The campaign is said to have begun on August 30, 2024, just five hours after Summoning Team security researcher Sina Kheirkhah released a PoC for CVE-2024-6670 (CVSS score: 9.8), who is also known for discovering and reporting CVE-2024-6671 (CVSS score: 9.8).
Both critical vulnerabilities, which could have allowed unauthenticated attackers to obtain users’ encrypted passwords, were patched by Progress in mid-August 2024.
“The timeline of events indicates that even though patches were available, some organizations failed to apply them quickly enough, leading to incidents shortly after the PoC was released,” Trend Micro researchers Hitomi Kimura and Maria Emreen Belay said in an analysis on Thursday.
The attacks observed by the cybersecurity firm include bypassing WhatsUp Gold authentication and exploiting Active Monitor PowerShell scripts to ultimately download various remote access tools to gain persistence on the Windows host.
This includes Atera Agent, Radmin, SimpleHelp Remote Access, and Splashtop Remote, with both Atera Agent and Splashtop Remote installed by a single MSI installer file retrieved from a remote server.

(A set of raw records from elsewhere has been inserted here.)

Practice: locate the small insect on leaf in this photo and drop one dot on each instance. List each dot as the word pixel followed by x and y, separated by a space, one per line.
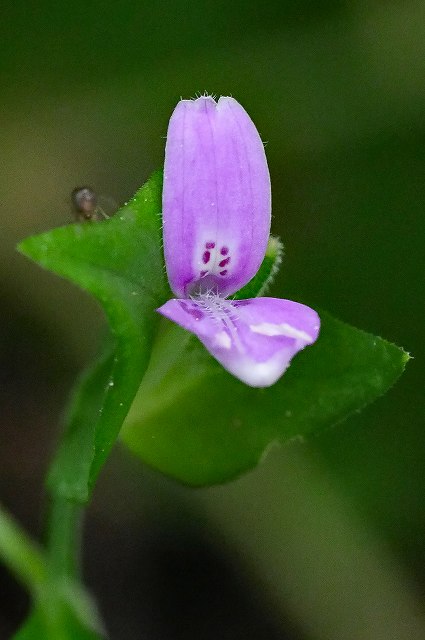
pixel 86 206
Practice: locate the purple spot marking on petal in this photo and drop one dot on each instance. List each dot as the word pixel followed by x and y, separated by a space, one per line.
pixel 241 303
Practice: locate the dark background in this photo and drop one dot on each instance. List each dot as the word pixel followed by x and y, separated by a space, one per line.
pixel 325 539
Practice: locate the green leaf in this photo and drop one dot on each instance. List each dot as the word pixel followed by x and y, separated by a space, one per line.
pixel 55 617
pixel 119 261
pixel 197 423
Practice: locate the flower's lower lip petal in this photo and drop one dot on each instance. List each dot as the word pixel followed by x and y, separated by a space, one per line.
pixel 254 339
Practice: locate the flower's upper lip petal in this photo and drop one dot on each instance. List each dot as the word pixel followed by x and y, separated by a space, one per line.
pixel 216 198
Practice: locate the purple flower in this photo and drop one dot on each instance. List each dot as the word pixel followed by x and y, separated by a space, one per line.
pixel 216 214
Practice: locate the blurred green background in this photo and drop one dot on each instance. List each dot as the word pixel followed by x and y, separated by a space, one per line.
pixel 326 538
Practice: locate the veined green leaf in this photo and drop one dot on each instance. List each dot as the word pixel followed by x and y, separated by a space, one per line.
pixel 197 423
pixel 119 261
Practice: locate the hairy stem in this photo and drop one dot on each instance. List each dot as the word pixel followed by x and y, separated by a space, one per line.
pixel 64 537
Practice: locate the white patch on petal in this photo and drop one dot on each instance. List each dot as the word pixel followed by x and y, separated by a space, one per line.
pixel 283 329
pixel 223 340
pixel 259 374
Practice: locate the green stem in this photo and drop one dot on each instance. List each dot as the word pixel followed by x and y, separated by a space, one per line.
pixel 64 533
pixel 20 554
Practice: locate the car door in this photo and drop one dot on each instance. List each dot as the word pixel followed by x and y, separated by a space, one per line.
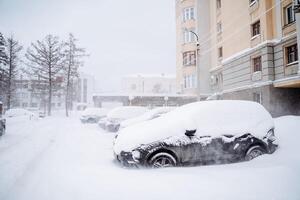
pixel 193 148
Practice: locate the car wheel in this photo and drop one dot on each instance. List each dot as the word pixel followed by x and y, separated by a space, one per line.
pixel 162 160
pixel 254 152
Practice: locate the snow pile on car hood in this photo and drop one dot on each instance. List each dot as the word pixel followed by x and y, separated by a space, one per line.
pixel 126 112
pixel 213 118
pixel 147 116
pixel 95 112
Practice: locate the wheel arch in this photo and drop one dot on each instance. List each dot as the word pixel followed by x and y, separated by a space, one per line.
pixel 161 150
pixel 257 143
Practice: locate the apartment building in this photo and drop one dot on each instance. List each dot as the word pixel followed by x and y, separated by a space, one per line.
pixel 84 87
pixel 252 48
pixel 149 84
pixel 30 93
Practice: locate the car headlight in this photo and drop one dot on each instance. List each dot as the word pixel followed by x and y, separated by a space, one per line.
pixel 270 135
pixel 136 154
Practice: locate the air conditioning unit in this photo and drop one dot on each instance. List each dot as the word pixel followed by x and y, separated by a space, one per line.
pixel 213 80
pixel 297 5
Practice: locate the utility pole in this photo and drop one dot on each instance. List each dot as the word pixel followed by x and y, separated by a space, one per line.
pixel 197 64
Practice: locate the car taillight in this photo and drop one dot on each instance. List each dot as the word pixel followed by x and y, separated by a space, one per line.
pixel 270 135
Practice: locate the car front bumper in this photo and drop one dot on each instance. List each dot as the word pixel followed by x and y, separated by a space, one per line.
pixel 126 159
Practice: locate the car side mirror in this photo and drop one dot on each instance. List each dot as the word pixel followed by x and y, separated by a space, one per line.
pixel 190 133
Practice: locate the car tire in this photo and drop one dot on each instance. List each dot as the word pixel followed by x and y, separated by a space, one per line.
pixel 162 160
pixel 254 152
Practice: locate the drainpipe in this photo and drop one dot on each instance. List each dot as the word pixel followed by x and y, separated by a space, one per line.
pixel 297 13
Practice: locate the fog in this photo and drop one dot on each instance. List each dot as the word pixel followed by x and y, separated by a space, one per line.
pixel 122 37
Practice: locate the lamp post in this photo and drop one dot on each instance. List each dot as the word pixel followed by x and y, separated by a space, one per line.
pixel 166 100
pixel 197 63
pixel 130 98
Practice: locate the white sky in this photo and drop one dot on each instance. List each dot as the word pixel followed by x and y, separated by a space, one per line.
pixel 122 36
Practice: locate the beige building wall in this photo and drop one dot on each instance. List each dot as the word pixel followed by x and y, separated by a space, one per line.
pixel 181 47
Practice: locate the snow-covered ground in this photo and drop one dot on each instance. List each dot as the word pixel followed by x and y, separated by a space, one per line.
pixel 59 158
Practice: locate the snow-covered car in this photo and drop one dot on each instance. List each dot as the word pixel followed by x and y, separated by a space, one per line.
pixel 93 115
pixel 152 114
pixel 198 133
pixel 119 114
pixel 18 112
pixel 102 123
pixel 2 121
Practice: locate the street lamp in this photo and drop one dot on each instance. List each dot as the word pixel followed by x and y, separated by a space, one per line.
pixel 130 98
pixel 197 62
pixel 166 100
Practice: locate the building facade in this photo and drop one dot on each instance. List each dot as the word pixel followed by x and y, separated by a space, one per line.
pixel 253 53
pixel 149 84
pixel 31 94
pixel 84 87
pixel 192 70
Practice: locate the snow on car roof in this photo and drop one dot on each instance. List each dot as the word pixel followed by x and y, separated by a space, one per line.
pixel 213 118
pixel 126 112
pixel 95 111
pixel 147 116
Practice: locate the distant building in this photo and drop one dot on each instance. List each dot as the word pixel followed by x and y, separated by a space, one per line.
pixel 149 84
pixel 30 93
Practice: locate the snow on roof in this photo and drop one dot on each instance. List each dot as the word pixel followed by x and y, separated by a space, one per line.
pixel 143 95
pixel 126 112
pixel 147 116
pixel 213 118
pixel 173 76
pixel 248 50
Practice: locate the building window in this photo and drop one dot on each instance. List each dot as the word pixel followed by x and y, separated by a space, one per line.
pixel 188 36
pixel 190 81
pixel 257 97
pixel 189 58
pixel 252 2
pixel 292 53
pixel 257 64
pixel 188 14
pixel 255 28
pixel 220 52
pixel 219 27
pixel 289 14
pixel 219 4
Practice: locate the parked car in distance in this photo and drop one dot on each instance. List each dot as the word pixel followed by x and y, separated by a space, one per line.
pixel 205 132
pixel 151 114
pixel 119 114
pixel 93 115
pixel 2 120
pixel 42 114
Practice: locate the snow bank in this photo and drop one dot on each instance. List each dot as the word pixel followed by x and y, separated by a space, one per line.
pixel 126 112
pixel 18 112
pixel 147 116
pixel 212 118
pixel 95 112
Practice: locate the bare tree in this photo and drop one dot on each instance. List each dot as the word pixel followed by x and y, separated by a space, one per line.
pixel 73 55
pixel 13 49
pixel 46 61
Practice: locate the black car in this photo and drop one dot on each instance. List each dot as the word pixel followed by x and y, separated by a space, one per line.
pixel 194 146
pixel 194 150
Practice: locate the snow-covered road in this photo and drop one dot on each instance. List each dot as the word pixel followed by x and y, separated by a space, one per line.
pixel 58 158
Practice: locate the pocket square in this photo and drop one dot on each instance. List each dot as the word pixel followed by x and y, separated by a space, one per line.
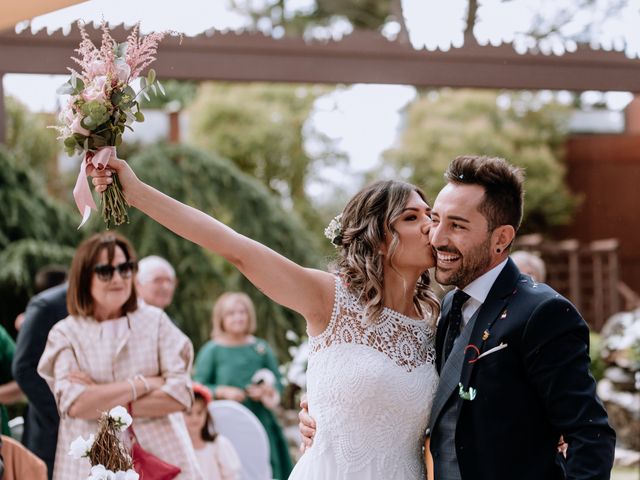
pixel 492 350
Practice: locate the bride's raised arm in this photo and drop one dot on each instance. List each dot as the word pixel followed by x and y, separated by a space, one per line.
pixel 308 291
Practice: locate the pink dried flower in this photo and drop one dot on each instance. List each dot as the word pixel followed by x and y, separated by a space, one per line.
pixel 141 50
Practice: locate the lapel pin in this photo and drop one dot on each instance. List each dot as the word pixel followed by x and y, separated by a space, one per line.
pixel 469 395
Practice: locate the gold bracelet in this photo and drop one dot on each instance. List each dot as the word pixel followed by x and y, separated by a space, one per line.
pixel 144 381
pixel 133 389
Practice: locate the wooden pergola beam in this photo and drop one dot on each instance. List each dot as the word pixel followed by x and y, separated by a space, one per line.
pixel 362 57
pixel 359 58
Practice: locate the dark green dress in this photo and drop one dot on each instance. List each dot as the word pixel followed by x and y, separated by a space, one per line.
pixel 218 364
pixel 7 349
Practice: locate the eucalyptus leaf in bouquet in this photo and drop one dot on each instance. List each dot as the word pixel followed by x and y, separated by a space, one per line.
pixel 102 104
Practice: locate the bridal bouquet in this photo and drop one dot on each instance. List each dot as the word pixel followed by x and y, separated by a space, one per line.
pixel 109 458
pixel 102 104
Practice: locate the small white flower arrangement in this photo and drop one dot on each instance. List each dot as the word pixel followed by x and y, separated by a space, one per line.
pixel 122 418
pixel 109 458
pixel 98 472
pixel 334 231
pixel 80 447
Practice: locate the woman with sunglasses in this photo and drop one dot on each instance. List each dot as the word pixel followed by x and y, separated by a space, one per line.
pixel 112 351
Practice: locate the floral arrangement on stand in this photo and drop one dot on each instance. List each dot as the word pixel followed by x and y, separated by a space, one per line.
pixel 109 459
pixel 102 104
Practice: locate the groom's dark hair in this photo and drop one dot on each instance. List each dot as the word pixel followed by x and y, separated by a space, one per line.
pixel 502 182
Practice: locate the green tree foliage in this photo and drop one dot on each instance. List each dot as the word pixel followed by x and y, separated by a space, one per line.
pixel 178 94
pixel 35 230
pixel 262 129
pixel 441 125
pixel 31 143
pixel 216 186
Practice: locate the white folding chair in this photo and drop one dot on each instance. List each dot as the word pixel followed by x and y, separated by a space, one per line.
pixel 248 436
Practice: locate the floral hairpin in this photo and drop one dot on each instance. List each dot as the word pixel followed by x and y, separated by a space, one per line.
pixel 334 231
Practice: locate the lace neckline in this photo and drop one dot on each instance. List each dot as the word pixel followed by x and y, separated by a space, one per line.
pixel 401 316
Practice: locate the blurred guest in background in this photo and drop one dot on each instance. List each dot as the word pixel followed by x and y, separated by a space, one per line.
pixel 40 433
pixel 156 281
pixel 530 264
pixel 9 389
pixel 235 365
pixel 216 455
pixel 111 351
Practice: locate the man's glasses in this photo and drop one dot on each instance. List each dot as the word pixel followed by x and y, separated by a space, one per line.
pixel 105 272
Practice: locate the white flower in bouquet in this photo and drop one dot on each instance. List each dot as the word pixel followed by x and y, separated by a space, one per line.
pixel 80 447
pixel 98 472
pixel 103 104
pixel 128 475
pixel 264 375
pixel 121 416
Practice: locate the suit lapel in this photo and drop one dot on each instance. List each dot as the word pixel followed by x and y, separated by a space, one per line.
pixel 441 331
pixel 457 369
pixel 493 307
pixel 450 376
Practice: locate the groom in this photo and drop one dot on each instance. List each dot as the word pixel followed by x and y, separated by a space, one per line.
pixel 512 354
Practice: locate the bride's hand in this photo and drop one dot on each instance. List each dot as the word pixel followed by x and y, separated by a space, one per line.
pixel 102 178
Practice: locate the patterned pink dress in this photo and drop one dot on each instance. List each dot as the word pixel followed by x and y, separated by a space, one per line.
pixel 144 342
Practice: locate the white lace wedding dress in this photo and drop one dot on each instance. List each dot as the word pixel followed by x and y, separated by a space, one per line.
pixel 370 388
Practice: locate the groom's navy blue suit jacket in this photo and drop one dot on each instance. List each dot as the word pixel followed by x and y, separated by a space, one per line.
pixel 530 392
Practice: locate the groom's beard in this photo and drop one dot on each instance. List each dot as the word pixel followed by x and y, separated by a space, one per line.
pixel 467 268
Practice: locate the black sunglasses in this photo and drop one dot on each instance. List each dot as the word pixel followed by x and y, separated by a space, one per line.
pixel 105 272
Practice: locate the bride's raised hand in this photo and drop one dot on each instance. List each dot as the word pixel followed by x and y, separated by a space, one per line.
pixel 101 179
pixel 308 291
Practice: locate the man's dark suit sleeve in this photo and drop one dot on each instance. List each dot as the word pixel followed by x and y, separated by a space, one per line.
pixel 556 356
pixel 31 342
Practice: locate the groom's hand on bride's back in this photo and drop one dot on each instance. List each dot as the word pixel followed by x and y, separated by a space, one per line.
pixel 307 425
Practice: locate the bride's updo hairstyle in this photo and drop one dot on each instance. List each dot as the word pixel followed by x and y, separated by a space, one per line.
pixel 365 221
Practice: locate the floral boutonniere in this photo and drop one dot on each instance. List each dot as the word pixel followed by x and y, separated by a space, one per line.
pixel 469 394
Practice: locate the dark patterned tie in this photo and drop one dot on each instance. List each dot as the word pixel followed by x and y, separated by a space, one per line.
pixel 455 320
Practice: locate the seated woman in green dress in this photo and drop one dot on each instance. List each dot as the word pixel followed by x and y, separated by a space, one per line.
pixel 235 365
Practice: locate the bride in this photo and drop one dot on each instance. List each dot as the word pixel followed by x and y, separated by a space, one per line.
pixel 371 374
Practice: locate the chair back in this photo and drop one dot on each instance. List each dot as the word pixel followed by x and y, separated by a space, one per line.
pixel 248 436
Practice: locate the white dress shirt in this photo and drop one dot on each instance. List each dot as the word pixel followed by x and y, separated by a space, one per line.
pixel 478 291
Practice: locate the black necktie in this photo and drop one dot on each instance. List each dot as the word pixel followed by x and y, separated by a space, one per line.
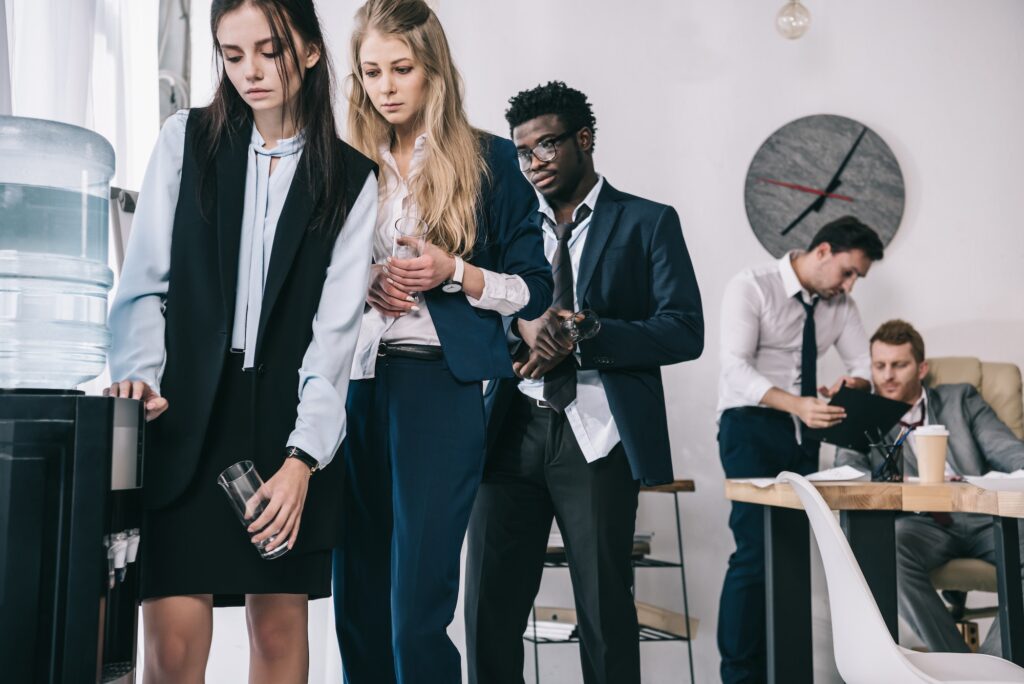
pixel 809 352
pixel 559 382
pixel 808 366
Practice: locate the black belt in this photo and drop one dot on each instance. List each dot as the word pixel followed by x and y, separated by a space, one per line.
pixel 422 351
pixel 760 411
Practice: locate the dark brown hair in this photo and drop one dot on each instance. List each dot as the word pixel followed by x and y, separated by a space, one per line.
pixel 898 332
pixel 312 113
pixel 847 233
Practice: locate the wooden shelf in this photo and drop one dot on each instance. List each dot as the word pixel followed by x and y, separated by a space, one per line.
pixel 672 487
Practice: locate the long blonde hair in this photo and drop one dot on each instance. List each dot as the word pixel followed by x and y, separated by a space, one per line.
pixel 446 186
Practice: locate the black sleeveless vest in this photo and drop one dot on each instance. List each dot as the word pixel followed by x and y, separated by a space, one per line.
pixel 199 314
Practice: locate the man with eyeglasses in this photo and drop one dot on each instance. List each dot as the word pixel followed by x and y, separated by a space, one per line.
pixel 585 425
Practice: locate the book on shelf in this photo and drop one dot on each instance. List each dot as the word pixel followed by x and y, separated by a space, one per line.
pixel 647 615
pixel 556 547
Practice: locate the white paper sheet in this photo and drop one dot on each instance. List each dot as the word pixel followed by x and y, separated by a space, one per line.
pixel 998 481
pixel 841 474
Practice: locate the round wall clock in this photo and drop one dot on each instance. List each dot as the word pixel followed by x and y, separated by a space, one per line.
pixel 816 169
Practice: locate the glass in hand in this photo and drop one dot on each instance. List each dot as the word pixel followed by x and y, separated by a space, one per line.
pixel 243 485
pixel 582 326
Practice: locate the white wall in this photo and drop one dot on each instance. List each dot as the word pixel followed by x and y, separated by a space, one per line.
pixel 684 93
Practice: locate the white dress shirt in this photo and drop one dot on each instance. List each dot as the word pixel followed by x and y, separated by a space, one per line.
pixel 136 315
pixel 763 331
pixel 589 415
pixel 503 293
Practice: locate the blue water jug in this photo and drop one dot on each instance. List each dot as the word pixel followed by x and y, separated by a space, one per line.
pixel 54 203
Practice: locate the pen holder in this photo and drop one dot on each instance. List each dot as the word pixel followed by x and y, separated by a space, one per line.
pixel 891 468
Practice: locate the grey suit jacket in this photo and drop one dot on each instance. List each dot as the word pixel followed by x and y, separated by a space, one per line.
pixel 979 441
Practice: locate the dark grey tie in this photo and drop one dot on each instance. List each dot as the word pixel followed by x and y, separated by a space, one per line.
pixel 559 382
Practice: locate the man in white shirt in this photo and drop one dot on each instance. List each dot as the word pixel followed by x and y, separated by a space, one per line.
pixel 776 321
pixel 586 425
pixel 979 441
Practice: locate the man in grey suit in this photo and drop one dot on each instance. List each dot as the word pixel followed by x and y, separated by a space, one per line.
pixel 979 442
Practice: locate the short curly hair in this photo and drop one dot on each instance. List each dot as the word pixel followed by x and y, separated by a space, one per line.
pixel 553 97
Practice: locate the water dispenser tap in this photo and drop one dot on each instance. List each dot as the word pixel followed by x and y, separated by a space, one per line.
pixel 133 538
pixel 118 551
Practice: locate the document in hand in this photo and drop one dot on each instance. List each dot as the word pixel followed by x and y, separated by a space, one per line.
pixel 866 416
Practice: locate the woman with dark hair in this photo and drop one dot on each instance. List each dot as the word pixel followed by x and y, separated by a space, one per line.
pixel 238 314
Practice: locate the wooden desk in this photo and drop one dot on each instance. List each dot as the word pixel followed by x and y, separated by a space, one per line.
pixel 867 514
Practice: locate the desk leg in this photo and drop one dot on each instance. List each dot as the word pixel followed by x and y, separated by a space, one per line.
pixel 1008 564
pixel 872 539
pixel 787 594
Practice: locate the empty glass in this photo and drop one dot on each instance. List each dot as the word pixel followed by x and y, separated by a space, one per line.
pixel 242 484
pixel 414 230
pixel 582 326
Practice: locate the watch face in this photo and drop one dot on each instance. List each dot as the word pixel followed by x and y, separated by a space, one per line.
pixel 817 169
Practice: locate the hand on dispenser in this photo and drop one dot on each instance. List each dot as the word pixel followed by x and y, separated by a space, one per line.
pixel 136 389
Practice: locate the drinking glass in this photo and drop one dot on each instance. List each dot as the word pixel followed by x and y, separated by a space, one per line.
pixel 242 484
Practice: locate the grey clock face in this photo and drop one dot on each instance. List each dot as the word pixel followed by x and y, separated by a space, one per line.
pixel 816 169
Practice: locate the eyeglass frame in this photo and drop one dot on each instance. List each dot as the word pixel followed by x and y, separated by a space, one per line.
pixel 525 157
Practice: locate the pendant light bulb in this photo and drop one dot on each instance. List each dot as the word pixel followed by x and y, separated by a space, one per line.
pixel 793 20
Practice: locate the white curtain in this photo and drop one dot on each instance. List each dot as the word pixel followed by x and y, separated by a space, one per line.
pixel 4 62
pixel 91 63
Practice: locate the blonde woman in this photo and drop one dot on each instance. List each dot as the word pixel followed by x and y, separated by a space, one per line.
pixel 431 334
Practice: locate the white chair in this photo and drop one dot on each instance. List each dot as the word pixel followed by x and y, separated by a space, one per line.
pixel 865 652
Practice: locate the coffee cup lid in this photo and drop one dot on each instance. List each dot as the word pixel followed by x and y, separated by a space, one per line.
pixel 938 430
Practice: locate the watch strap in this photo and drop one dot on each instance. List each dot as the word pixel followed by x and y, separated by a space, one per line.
pixel 305 458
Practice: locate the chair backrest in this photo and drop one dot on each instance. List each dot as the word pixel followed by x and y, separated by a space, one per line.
pixel 999 384
pixel 864 649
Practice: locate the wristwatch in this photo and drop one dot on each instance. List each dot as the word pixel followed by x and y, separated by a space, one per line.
pixel 299 455
pixel 454 284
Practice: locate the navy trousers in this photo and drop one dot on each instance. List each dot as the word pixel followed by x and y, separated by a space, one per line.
pixel 753 442
pixel 414 456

“WhatsUp Gold’s executable polling process, NmPoller.exe, appears to be capable of hosting a script called Active Monitor PowerShell Script as a legitimate function,” the researchers explained. “The threat actors in this case chose to do this to perform remote arbitrary code execution.”
No further exploitation has been detected, however the use of multiple remote access software suggests a ransomware actor is responsible.
This is the second time a WhatsUp Gold security vulnerability has been weaponized in the wild: Early last month, the Shadowserver Foundation announced that it had seen exploitation attempts against CVE-2024-4885 (CVSS score: 9.8), another critical bug that was resolved by Progress in June 2024.
This disclosure comes a few weeks after Trend Micro revealed that threat actors were exploiting a security flaw in Atlassian’s Confluence Data Center and Confluence Server (CVE-2023-22527, CVSS score: 10.0) to deliver the Godzilla web shell. The vulnerability has since been patched.
“The CVE-2023-22527 vulnerability continues to be widely exploited by a variety of threat actors who leverage this vulnerability to carry out malicious activities, posing a significant security risk to organizations worldwide,” the company said.